Background: In recent years, Representation Learning techniques have proved a valuable resource in many research fields for effectively mapping abstract categories into numeric scales. In this study, we developed a model for learning tree species representations using deep neural networks and data from a Spanish National Forest Inventory. Our approach was based on a supervised species classification of every tree in the dataset using as input a set of phytocentric and geocentric variables derived from forest inventory data and environmental cartography. Derived from this, we produced two sets of representations: 1) tree-level, using the units of the embedding layer, and 2) species-level, using the weights of each category in the output layer.

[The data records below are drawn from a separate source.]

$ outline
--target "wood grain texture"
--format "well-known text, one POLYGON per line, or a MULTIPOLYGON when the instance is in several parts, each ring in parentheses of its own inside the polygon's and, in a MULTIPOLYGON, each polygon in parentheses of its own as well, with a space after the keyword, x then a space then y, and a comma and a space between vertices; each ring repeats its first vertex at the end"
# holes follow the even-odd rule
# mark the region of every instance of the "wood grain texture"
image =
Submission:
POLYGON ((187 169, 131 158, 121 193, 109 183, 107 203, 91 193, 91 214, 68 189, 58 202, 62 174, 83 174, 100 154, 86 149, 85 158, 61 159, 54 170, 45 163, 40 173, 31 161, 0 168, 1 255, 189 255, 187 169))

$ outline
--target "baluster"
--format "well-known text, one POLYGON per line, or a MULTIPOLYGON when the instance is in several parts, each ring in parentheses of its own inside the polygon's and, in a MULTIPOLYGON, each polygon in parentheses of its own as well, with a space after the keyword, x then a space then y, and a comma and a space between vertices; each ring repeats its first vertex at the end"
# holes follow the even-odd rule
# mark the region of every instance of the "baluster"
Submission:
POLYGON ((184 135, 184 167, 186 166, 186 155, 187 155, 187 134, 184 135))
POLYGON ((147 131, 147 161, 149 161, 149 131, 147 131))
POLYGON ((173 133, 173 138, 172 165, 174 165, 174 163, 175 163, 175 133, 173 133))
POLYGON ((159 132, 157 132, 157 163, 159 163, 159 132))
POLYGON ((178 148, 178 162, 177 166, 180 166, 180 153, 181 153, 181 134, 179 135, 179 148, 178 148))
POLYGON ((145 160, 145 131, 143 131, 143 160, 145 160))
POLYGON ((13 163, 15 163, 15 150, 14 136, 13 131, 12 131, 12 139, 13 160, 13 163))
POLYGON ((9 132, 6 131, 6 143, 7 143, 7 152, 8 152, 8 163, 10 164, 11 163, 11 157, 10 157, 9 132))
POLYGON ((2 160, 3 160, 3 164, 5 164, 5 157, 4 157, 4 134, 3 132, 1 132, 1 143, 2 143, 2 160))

Results: Among the tested architectures, a model with two hidden layers of 1024 units and an embedding layer of 16 units provided the best apparent and test performances (Matthew's Correlation Coefficient = 0.89). The developed embeddings were evaluated intrinsically by estimating their correlations with supplementary species descriptors not included in the training dataset. This analysis revealed some significant associations that prove the generality of the embedding model. For instance, some latent dimensions could be used for differentiating conifer vs. broadleaved species. Other dimensions were correlated with forest species diversity indexes.
Conclusions: We concluded that the developed embeddings provided accurate and generalizable numeric representations of Spanish tree species that might be useful as a starting point for future research in forest modeling.